Selepas diskusi, dalam perjalanan pulang, saya teringat istilah “lesson study”. Saya mengenal istilah ini sudah cukup lama. Sekitar tahun 2007. Saat saya ditugasi sebagai wakil kepala sekolah bidang kurikulum. Di SMP Islam Hidayatullah. Waktu itu narasumber dari LPMP Jawa Tengah dihadirkan. Mengupas tentang lesson study. Bukan hanya terhenti pada teori, melainkan sekaligus praktik.
Lesson study melibatkan tiga komponen: guru model, observer, dan murid. Guru model adalah guru yang mengimplementasikan model pembelajaran. Sedangkan observer adalah rekan guru dalam komunitas belajar yang mengamati dan merefleksi pembelajaran. Adapun murid menjadi objek yang dicermati responsnya berdasarkan situasi pembelajaran yang dikembangkan guru.

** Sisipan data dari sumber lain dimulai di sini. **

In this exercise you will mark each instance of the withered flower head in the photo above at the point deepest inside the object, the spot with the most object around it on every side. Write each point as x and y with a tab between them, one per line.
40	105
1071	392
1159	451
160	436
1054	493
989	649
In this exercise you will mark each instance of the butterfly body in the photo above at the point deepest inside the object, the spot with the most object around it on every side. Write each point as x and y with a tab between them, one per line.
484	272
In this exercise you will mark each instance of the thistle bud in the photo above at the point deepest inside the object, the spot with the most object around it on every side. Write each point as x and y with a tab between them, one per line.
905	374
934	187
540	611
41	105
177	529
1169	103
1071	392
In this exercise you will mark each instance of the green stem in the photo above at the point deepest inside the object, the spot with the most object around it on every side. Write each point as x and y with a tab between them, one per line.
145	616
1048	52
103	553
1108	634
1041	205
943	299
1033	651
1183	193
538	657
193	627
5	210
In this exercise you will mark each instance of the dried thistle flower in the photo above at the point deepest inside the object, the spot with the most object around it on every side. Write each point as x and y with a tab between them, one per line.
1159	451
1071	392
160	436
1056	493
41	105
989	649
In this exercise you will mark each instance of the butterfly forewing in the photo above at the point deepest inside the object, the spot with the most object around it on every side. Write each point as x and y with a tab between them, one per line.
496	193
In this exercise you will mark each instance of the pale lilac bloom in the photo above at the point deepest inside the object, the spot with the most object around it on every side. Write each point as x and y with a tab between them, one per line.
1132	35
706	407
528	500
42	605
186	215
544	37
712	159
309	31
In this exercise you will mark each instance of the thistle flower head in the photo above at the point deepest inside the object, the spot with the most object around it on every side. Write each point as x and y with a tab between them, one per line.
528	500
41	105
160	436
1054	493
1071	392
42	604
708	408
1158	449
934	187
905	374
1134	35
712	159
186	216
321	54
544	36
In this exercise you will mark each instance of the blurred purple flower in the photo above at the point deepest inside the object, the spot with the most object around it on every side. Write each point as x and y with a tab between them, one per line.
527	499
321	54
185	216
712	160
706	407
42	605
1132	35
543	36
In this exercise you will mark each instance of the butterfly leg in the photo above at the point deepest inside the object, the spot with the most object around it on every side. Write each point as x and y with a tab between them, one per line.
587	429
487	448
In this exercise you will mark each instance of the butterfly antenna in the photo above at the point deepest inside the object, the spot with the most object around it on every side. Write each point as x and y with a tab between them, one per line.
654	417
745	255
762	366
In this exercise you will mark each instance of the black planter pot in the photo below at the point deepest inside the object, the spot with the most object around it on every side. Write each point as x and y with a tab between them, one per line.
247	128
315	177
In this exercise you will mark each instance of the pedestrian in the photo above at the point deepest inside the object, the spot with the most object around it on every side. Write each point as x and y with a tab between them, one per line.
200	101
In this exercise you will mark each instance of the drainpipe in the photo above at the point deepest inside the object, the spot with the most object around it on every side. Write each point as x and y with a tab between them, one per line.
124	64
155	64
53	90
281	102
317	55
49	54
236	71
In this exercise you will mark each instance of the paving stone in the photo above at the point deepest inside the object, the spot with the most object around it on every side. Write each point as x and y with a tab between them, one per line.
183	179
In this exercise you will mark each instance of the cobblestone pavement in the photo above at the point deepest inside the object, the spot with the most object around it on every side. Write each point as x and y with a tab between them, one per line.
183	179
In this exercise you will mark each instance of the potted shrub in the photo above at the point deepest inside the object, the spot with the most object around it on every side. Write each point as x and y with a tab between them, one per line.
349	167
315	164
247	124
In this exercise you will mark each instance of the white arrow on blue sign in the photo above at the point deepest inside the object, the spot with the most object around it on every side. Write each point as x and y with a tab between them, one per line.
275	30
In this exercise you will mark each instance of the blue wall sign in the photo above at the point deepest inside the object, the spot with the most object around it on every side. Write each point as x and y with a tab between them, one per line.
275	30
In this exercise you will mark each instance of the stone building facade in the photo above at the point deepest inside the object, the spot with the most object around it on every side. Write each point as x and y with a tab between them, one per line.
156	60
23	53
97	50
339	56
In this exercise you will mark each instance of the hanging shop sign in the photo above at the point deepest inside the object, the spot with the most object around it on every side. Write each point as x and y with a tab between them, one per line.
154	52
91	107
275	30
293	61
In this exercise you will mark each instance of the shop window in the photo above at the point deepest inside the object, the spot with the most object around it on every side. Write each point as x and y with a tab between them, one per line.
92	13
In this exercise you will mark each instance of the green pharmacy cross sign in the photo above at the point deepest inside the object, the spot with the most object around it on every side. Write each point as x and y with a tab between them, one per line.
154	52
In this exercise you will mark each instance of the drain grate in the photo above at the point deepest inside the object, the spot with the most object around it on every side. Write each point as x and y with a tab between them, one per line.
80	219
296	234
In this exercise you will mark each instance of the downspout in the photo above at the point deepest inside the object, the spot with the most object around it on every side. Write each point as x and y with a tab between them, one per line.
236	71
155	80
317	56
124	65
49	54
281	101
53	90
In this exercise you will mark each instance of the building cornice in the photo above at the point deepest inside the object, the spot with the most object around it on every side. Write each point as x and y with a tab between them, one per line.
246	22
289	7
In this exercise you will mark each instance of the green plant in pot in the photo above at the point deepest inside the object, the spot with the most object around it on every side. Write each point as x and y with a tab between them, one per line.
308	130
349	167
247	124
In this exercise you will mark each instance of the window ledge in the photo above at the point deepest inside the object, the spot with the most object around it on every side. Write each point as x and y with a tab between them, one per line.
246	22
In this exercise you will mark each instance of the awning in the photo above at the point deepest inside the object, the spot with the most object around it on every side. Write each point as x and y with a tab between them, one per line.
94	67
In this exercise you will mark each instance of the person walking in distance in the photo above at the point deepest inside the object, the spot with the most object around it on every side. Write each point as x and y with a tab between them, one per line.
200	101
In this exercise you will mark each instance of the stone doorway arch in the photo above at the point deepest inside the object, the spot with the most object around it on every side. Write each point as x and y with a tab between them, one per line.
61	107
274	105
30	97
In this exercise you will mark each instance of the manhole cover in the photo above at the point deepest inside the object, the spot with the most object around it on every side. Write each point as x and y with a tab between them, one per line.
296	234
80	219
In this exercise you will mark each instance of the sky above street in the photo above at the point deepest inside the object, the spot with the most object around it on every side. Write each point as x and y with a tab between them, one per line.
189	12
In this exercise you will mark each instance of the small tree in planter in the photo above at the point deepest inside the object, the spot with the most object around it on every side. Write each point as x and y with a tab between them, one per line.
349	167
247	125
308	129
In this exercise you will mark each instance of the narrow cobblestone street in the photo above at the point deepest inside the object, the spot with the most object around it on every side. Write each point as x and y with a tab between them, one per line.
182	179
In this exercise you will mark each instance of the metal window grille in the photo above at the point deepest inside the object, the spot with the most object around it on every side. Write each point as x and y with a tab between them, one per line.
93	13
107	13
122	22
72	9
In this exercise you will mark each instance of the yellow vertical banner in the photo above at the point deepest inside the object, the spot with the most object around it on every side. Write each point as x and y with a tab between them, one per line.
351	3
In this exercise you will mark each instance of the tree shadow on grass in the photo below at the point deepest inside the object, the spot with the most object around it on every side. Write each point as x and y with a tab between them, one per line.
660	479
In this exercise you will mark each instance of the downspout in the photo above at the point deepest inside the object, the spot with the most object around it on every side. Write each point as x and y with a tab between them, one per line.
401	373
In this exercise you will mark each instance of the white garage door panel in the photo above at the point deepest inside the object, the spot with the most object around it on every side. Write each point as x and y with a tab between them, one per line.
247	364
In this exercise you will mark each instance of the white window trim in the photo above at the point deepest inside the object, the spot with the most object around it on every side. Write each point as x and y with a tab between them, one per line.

Saya menganggap lesson study sebagai salah satu upaya untuk meningkatkan kualitas pembelajaran. Baik untuk guru model maupun observer yang pada akhirnya didedikasikan untuk peningkatan kualitas belajar murid.
Mungkinkah yang kami lakukan termasuk kategori lesson study?
Sudah lebih dari dua pekan ini, Bu Amik saya beri tugas mengamati pembalajaran yang dilakukan Bu Wiwik. Setelah memandang cukup, Bu Wiwik saya minta untuk memberi kesempatan Bu Amik melaksanakan praktik pembelajaran. Ganti Bu Wiwik yang mengamati. Murid yang terlibat adalah kelas 1 (di pekan awal) dan kelas 2 (di pekan selanjutnya). Hampir setiap hari saya meminta laporan. Baik dari Bu Wiwik maupun dari Bu Amik. Saya bisa mengikuti perkembangannya walaupun tidak (baca: belum) sempat melihat langsung.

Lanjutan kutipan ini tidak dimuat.